The parties to the Drop-Down Agreement have made representations and warranties and agreed to certain covenants, termination rights and indemnification rights customary for a transaction of this nature. Completion of each Drop-Down Transaction is subject to certain conditions, including, among others, EQM having consummated one or more financings and received not less than the lesser of (i) $1.15 billion of aggregate net proceeds therefrom or (ii) 100% of the cash consideration for the applicable Drop-Down Transaction. In addition, the EQT Parties are not required to complete the Drop-Down Transactions unless the Merger has been completed or is capable of being completed substantially simultaneously with such Drop-Down Transactions. Following the recommendation of the EQM Conflicts Committee, the EQM Board approved the Drop-Down Agreement.
RMP IDR Purchase and Sale Agreement
On April 25, 2018, EQT, Rice Midstream GP Holdings LP, a Delaware limited partnership and wholly owned subsidiary of EQT (RMGH), and EQGP entered into an Incentive Distribution Rights Purchase and Sale Agreement (the RMP IDR Purchase Agreement) pursuant to which, subject to the terms and conditions thereof, EQGP will acquire all of the issued and outstanding RMP IDRs from RMGH in exchange for 36,293,766 EQGP Common Units (the IDR Transaction). The RMP IDR Purchase Agreement is subject to certain conditions, including that the Drop-Down Transactions have been completed or are capable of being completed promptly following the closing of the IDR Transaction. In addition, in the event the IDR Transaction is completed prior to the Merger and the Merger is not consummated on or prior to December 31, 2018 (or the Merger Agreement is
earlier terminated), 8,539,710 of the EQGP Common Units issued to EQT will be cancelled and EQT will pay to EQGP an amount in cash equal to the aggregate amount of any distributions paid by EQT related to the forfeited EQGP Common Units. Following the recommendation of the conflicts committee of the board of directors of the EQGP General Partner, the board of directors of the EQGP General Partner approved the RMP IDR Purchase Agreement. EQT expects to close the IDR Transaction in the second quarter of 2018.

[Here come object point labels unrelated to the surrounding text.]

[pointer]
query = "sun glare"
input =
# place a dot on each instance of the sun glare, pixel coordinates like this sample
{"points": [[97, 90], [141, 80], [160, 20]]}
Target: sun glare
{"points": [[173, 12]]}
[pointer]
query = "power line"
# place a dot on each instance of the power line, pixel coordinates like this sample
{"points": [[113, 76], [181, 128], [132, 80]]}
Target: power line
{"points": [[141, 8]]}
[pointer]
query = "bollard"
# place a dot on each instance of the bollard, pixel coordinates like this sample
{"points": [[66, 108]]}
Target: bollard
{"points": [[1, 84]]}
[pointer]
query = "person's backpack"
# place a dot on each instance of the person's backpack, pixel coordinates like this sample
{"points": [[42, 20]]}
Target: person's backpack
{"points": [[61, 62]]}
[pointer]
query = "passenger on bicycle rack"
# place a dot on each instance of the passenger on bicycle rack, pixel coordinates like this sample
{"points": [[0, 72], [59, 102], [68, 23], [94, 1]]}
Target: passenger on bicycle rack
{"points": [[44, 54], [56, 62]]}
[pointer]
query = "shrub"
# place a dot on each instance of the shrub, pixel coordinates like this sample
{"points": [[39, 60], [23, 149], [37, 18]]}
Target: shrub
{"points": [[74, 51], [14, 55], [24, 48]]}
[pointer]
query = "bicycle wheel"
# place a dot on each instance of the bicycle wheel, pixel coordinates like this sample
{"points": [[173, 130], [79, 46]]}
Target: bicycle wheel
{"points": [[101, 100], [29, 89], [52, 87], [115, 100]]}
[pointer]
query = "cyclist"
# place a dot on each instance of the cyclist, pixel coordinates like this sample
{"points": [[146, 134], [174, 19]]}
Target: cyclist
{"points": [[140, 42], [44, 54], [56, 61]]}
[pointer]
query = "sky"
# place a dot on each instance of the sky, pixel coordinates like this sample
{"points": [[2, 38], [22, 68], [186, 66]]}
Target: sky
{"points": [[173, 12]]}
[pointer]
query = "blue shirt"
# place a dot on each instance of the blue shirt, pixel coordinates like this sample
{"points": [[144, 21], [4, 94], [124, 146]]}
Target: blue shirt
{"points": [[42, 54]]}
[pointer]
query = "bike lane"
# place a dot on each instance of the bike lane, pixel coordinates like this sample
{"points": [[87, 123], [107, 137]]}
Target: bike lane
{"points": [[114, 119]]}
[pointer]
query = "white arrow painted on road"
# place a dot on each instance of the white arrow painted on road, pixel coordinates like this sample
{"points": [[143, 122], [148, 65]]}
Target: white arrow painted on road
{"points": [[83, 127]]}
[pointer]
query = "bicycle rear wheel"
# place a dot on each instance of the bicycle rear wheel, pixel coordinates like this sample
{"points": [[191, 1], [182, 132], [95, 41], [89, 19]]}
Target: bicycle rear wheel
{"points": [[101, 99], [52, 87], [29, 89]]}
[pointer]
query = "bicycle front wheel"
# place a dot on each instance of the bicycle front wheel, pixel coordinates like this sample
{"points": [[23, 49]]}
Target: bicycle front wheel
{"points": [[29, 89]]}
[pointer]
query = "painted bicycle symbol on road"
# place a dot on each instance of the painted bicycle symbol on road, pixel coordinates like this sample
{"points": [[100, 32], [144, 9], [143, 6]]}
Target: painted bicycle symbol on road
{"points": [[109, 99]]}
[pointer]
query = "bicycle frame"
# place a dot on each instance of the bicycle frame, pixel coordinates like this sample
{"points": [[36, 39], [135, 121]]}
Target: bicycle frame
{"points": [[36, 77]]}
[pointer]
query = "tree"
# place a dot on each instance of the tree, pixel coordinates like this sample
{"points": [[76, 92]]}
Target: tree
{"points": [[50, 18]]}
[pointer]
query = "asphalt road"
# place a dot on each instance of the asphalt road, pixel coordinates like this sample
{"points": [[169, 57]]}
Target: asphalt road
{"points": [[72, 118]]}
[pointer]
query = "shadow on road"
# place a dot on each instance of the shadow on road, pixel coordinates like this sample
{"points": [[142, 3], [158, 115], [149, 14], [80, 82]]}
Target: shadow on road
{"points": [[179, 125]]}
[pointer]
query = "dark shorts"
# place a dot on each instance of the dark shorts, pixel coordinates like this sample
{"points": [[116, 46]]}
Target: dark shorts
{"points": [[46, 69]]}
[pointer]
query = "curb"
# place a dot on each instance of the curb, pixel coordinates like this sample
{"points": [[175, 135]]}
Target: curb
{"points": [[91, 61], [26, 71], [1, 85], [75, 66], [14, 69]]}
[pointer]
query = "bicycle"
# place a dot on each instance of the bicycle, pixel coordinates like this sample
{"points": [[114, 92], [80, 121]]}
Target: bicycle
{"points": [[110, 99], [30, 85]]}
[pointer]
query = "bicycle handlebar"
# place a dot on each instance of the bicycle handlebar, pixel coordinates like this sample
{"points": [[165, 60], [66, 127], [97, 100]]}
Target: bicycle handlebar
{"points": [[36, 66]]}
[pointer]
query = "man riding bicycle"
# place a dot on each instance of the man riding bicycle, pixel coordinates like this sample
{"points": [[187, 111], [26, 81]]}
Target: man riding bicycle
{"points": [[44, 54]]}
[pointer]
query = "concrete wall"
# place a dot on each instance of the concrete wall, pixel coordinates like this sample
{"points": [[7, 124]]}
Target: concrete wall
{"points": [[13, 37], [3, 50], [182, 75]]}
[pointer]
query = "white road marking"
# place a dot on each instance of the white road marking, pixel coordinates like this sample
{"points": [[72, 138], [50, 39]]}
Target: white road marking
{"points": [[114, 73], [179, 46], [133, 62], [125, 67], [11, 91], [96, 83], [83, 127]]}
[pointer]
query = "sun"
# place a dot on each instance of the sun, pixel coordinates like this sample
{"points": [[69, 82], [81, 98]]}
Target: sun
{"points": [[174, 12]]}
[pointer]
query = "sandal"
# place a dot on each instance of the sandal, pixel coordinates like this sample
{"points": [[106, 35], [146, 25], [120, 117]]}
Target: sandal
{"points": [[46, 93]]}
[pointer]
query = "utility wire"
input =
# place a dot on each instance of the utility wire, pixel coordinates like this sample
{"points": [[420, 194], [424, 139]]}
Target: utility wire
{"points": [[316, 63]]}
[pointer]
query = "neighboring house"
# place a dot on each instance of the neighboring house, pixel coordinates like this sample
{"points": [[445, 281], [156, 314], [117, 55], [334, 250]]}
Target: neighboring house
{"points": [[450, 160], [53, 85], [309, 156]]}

The Merger Agreement, the Drop-Down Agreement and the RMP IDR Purchase Agreement (collectively, the Transaction Agreements) are attached hereto as Exhibits 2.1, 2.2 and 2.3, respectively, and are incorporated herein by reference. The foregoing summary has been included to provide investors and security holders with information regarding the terms of the Transaction Agreements and is qualified in its entirety by the terms and conditions of such Transaction Agreements. It is not intended to provide any other factual information about EQT, EQM, RMP, EQGP or their respective subsidiaries and affiliates. The Transaction Agreements contain representations and warranties by the respective parties thereto, which were made only for purposes of the applicable Transaction Agreements and as of specified dates. The representations, warranties and covenants in the Transaction Agreements were made solely for the benefit of the applicable parties thereto, may be subject to limitations agreed upon by the contracting parties, including being qualified by confidential disclosures made for the purposes of allocating contractual risk between the parties instead of establishing these matters as facts, and may be subject to standards of materiality applicable to the contracting parties that differ from those applicable to investors. Investors should not rely on the representations, warranties and covenants or any descriptions thereof as characterizations of the actual state of facts or condition of EQT, EQM, RMP, EQGP or any of their respective subsidiaries or affiliates. Moreover, information concerning the subject matter of the representations, warranties and covenants may change after the date of the Transaction Agreements, which subsequent information may or may not be fully reflected in EQTs, EQMs, RMPs or EQGPs public disclosures.
Item 8.01. Other Events.
Gulfport Transaction
On April 25, 2018, EQM, EQM Gathering, Gulfport Energy Corporation (Gulfport) and an affiliate of Gulfport entered into a Purchase and Sale Agreement pursuant to which EQM will acquire the remaining 25% limited liability company interest in Strike Force Midstream not owned by EQT for $175 million (the Gulfport Transaction). The completion of the Gulfport Transaction is subject to certain customary closing conditions. EQM expects to close the Gulfport Transaction during the second quarter of 2018.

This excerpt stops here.